Research output: Contribution to journalArticlepeer-review

72 Scopus citations


We present Interactive Slice World-in-Miniature (WIM), a framework for navigating and interrogating volumetric data sets using an interface enabled by a virtual reality environment made of two display surfaces: an interactive multitouch table, and a stereoscopic display wall. The framework addresses two current challenges in immersive visualization: 1) providing an appropriate overview+detail style of visualization while navigating through volume data, and 2) supporting interactive querying and data exploration, i.e., interrogating volume data.

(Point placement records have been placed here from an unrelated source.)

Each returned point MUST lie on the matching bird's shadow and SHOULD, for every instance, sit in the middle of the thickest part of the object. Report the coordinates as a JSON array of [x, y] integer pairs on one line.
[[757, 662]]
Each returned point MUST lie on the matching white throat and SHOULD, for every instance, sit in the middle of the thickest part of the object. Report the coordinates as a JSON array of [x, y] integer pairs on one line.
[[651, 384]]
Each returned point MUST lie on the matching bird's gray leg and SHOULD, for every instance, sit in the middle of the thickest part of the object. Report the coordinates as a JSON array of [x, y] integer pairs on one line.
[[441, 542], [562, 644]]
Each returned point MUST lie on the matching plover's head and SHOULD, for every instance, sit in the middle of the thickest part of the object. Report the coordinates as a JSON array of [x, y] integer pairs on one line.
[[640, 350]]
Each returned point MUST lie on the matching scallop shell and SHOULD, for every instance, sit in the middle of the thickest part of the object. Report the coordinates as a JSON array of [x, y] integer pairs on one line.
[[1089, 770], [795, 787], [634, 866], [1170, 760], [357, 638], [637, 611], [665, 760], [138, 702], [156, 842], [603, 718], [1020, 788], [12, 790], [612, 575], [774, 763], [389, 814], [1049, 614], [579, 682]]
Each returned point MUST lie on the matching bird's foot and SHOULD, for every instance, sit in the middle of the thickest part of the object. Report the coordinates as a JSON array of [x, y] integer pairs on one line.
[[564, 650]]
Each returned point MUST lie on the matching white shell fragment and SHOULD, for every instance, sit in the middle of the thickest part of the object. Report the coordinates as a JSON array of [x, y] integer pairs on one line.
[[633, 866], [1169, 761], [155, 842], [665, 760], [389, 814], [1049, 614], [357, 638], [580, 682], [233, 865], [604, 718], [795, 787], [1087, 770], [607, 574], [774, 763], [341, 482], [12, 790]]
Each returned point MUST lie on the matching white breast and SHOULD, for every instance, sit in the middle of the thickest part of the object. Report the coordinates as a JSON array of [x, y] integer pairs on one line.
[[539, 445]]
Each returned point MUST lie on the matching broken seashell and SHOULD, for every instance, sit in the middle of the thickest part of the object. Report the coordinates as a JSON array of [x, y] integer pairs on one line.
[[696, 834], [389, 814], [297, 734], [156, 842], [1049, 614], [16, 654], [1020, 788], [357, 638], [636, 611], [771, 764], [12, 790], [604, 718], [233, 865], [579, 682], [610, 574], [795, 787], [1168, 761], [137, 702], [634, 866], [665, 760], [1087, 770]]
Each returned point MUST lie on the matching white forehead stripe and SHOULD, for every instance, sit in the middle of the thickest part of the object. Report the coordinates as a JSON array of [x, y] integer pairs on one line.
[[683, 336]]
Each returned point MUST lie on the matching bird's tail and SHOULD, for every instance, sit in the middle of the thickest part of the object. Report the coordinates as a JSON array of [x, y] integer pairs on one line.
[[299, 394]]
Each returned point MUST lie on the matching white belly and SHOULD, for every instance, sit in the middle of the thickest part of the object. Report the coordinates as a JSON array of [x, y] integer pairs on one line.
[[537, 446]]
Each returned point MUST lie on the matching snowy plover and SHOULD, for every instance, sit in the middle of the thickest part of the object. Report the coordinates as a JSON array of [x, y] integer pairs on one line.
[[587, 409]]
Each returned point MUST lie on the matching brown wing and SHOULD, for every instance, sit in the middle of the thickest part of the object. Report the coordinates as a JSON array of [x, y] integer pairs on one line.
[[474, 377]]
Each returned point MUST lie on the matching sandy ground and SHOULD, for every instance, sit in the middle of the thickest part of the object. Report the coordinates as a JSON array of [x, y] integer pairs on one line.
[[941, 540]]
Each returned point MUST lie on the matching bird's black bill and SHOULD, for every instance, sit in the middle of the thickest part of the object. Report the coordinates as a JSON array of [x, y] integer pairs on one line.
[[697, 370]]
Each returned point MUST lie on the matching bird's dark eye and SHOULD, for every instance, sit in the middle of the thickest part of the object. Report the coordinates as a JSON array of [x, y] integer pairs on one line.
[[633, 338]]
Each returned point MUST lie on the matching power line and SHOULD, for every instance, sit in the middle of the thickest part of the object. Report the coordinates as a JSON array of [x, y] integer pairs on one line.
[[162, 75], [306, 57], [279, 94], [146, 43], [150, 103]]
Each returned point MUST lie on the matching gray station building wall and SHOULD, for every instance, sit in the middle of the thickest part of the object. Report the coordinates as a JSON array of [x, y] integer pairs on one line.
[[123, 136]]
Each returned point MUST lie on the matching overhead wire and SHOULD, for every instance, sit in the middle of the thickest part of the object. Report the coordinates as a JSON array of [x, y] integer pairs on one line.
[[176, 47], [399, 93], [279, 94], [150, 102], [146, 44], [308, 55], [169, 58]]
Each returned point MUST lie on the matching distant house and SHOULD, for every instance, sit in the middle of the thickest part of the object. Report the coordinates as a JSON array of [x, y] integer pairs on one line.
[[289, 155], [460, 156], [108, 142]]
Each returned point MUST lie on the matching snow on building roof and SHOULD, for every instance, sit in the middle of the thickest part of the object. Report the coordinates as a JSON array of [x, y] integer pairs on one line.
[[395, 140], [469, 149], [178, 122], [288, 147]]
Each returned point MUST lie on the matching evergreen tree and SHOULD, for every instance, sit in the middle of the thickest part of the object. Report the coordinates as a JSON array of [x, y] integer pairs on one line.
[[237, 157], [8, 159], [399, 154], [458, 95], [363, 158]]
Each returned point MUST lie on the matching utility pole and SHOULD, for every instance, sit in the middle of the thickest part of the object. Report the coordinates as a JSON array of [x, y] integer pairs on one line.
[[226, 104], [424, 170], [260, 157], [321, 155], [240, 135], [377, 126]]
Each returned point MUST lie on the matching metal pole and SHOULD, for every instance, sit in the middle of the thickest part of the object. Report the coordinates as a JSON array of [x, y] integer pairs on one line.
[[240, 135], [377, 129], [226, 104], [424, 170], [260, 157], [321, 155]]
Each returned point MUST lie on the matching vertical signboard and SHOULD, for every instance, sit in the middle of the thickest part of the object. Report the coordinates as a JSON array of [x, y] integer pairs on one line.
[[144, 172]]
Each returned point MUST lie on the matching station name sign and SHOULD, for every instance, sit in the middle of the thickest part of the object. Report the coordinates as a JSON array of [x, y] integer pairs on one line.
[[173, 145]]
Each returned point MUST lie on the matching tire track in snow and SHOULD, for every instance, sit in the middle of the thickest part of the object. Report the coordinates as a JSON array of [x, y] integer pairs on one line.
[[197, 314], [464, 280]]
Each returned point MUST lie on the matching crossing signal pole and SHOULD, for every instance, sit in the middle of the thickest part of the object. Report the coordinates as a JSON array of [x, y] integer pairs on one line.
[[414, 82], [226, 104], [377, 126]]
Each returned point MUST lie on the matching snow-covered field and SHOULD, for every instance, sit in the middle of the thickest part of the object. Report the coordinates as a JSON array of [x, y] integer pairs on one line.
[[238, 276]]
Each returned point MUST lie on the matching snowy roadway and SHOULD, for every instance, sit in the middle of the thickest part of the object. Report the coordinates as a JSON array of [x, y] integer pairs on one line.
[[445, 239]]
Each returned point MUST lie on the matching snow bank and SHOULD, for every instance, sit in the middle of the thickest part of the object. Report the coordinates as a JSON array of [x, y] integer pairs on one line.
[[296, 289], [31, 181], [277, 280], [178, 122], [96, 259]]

The approach extends the WIM metaphor, simultaneously displaying a large-scale detailed data visualization and an interactive miniature. Leveraging the table+wall hardware, horizontal slices are projected (like a shadow) down onto the table surface, providing a useful 2D data overview to complement the 3D views as well as a data context for interpreting 2D multitouch gestures made on the table. In addition to enabling effective navigation through complex geometries, extensions to the core Slice WIM technique support interacting with a set of multiple slices that persist on the table even as the user navigates around a scene and annotating and measuring data via points, paths, and volumes specified using interactive slices. Applications of the interface to two volume data sets are presented, and design decisions, limitations, and user feedback are discussed.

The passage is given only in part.